Why AI and LLM don't work to produce code?

2024 DORA report shows that the usage of AI worsens software delivery. It stands that this is due to a lack of maturity in AI and LLM adoption. I believe it is induced by the tools themselves.

DORA report hypothesis

I read the 2024 DORA report. It provides interesting feedback regarding the usage of AI within software-producing organizations.

People experience an improvement in productivity when using AI tools to generate code, tests, and documentation at individual and team levels.

However, it does not improve velocity or software stability. On the contrary, metrics analyzed by DORA get worse when AI tools are used.

Reporters' hypothesis is that AI adoption lacks maturity and improvements are expected in coming years.
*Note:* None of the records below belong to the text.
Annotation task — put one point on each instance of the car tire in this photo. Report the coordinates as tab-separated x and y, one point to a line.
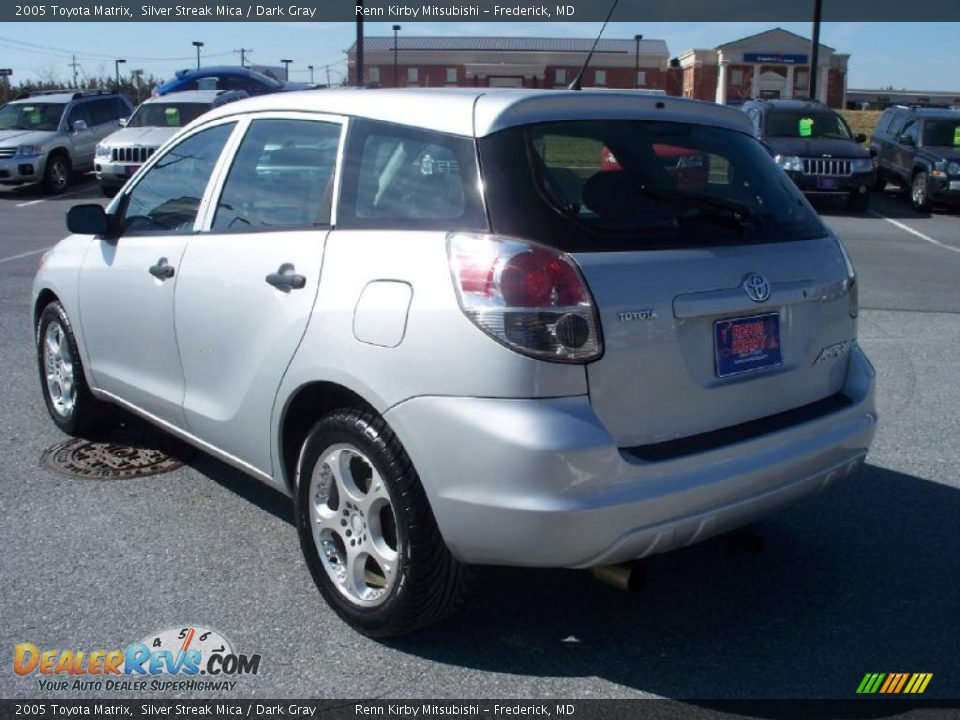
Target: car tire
69	401
367	531
858	202
920	192
56	174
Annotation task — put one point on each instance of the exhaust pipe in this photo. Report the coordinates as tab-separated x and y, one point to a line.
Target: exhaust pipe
627	577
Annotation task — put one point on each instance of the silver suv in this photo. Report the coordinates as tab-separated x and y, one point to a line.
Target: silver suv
49	135
454	333
155	121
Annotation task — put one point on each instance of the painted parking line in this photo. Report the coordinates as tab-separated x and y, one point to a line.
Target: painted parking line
23	255
919	234
54	197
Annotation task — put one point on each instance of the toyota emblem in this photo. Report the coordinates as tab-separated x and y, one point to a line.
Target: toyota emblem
756	287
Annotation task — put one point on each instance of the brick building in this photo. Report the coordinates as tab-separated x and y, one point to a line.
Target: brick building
770	64
531	62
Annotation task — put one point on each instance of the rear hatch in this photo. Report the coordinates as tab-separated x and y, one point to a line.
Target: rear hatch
722	298
688	351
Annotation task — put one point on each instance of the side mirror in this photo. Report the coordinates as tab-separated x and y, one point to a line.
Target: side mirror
89	219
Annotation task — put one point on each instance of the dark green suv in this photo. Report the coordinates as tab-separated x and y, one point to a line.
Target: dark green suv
816	147
919	150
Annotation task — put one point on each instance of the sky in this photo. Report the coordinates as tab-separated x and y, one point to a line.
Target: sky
882	54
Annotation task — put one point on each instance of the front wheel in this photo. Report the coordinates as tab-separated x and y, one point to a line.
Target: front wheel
920	192
69	401
367	531
56	175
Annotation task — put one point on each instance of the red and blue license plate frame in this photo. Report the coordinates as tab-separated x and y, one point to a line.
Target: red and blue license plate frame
747	344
My hypothesis is that people are hallucinating more than their favorite LLM.

AI used to produce code does not improve productivity and code quality

AI does not improve productivity

It does not improve productivity because it provides an intermediary between the developer's thoughts and produced code. In the classic way, the developer knows roughly what she wants the computer to do and refines her thoughts and written program step by step. With LLM, the developer has to express her thoughts in a prompt to produce a large amount of code in one shot. Then refine the prompt if the result does not correspond to the expected feature. It's a tough intellectual shift and refining the prompt does take time.
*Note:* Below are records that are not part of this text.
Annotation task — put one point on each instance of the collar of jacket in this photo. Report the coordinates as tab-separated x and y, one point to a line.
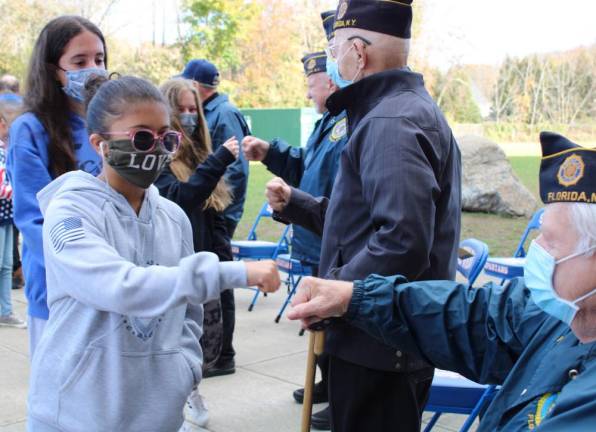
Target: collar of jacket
216	100
362	96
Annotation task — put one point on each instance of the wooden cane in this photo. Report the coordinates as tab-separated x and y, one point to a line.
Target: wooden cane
316	343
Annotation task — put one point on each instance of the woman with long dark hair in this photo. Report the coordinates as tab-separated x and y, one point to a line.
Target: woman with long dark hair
194	180
51	139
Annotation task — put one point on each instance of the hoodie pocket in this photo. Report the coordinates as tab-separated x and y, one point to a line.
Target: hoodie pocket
125	391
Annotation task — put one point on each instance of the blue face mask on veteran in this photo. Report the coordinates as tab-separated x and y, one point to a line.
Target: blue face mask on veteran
538	275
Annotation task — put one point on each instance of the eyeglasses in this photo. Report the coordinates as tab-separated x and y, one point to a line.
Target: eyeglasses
332	50
144	140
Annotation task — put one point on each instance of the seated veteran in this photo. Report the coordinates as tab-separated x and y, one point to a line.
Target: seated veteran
534	336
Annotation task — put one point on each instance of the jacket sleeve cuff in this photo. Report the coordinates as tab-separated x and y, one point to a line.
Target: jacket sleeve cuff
232	274
356	301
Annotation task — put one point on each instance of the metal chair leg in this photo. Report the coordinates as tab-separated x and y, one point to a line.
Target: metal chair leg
432	422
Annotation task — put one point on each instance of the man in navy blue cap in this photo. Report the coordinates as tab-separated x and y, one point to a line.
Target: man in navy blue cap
224	121
534	336
313	170
395	208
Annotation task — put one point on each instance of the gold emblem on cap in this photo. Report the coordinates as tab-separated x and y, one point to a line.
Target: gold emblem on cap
571	171
339	131
343	8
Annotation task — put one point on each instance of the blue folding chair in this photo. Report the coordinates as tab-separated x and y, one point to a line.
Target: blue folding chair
450	392
507	268
254	249
296	271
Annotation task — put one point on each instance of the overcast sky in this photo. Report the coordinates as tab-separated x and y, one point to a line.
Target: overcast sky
454	31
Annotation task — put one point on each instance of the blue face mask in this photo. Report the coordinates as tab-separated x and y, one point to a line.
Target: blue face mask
538	276
333	72
76	79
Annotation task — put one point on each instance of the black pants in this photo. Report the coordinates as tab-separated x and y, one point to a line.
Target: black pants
228	311
364	400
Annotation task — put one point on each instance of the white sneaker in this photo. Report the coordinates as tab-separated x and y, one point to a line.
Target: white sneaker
195	410
12	321
188	427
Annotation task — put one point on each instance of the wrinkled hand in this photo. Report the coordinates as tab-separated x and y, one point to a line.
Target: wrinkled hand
255	149
278	194
263	274
317	299
233	146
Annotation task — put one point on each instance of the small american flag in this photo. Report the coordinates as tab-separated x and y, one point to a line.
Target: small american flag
70	229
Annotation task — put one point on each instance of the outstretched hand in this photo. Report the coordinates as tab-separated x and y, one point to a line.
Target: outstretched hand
263	274
233	147
278	194
317	299
255	149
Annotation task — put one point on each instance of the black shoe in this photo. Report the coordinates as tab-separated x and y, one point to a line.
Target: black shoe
319	394
321	420
226	367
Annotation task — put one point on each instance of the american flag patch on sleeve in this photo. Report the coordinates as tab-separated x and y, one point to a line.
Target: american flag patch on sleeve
70	229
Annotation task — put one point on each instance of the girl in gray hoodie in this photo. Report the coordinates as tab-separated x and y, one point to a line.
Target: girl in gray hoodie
121	351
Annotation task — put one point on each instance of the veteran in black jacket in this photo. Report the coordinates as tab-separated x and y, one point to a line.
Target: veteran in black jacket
395	209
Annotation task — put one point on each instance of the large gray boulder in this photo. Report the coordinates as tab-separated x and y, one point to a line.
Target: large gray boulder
488	181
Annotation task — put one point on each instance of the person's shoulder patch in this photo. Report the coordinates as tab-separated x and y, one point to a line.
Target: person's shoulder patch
66	231
544	407
339	130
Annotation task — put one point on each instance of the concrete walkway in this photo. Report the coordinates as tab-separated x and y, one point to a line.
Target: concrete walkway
271	363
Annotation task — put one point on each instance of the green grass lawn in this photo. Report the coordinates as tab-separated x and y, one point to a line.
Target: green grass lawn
500	233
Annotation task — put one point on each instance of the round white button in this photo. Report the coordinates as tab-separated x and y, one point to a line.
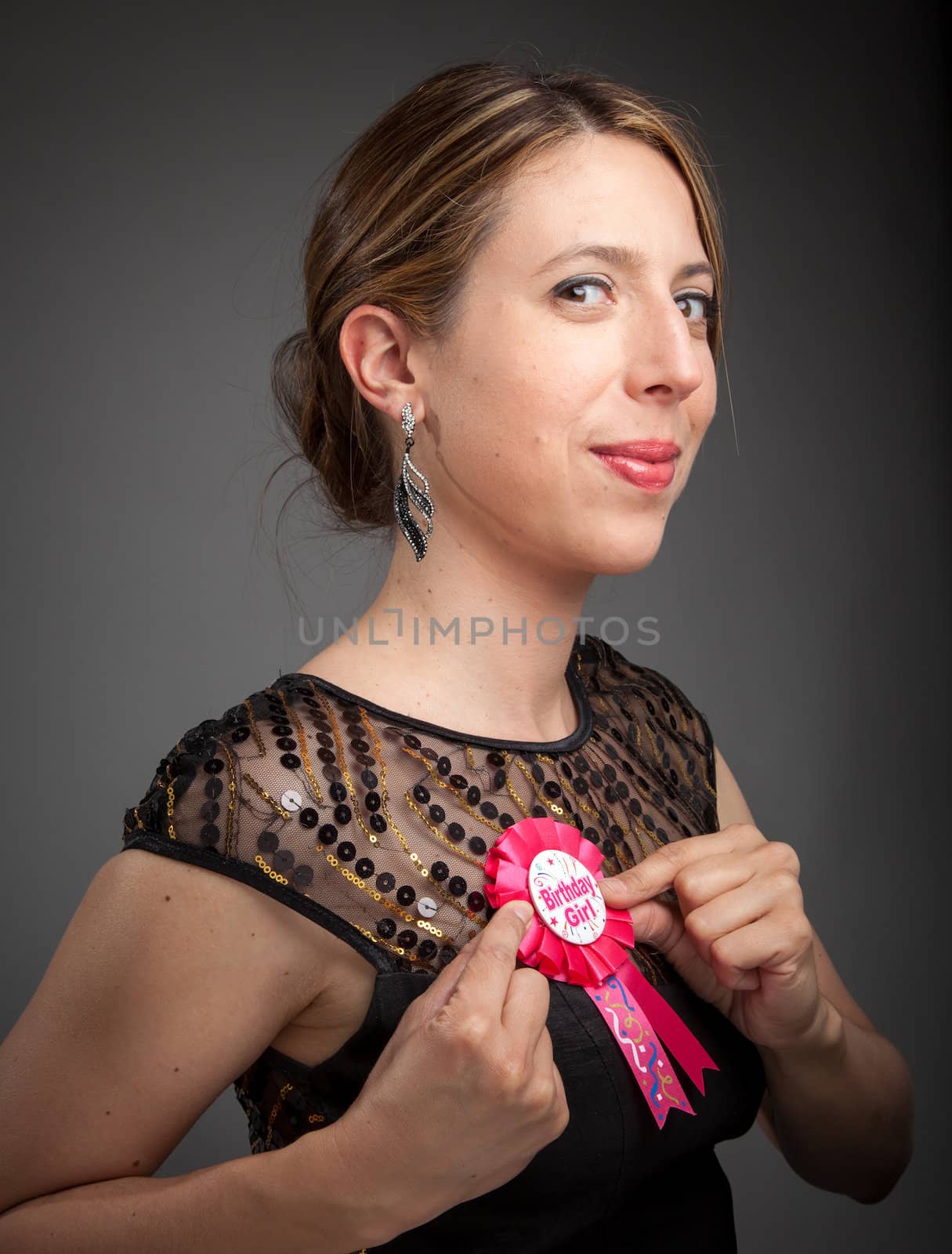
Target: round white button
566	897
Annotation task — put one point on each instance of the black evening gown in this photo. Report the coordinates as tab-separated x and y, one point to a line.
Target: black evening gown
319	796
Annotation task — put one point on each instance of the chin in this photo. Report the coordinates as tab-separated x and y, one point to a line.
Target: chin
620	551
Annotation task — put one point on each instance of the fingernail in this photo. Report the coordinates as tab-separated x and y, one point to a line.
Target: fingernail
524	911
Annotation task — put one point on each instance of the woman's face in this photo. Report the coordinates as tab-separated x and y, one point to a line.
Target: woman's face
552	359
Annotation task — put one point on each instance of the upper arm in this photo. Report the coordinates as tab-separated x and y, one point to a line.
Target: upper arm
733	808
165	988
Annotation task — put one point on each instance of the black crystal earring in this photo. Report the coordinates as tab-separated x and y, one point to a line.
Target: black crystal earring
407	491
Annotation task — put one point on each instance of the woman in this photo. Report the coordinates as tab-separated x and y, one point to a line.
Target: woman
509	363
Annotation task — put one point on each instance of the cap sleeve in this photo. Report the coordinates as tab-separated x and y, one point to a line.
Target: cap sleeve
231	796
674	725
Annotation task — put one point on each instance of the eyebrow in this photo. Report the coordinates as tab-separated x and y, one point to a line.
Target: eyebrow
622	256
AI does not improve quality either

Anyways, the developer could train herself to prompt a LLM to produce the expected code. Now, she has to ensure that produced features meet the organization's quality criteria through test and code review. By experience, I know developers are bad at reviewing code written by others. The larger the amount of code to review, the worse the review is in terms of caught errors. That's why practices like pair, mob, ensemble programming have emerged: to review code while it's being typed.

Quality is also ensured by testing the feature and in the long run by automated testing. Are the developers and testers willing to write automated tests when they have a LLM that can generate them? Are they able to review the testing code? See the previous paragraph.

What should developers do?

The promise of AI is to produce code faster with a better quality than a human being. Maybe it could, but to do so, it should be prompted with a very fine degree of precision. We already have tools for this purpose. They are way cheaper than AI. They're called programming languages.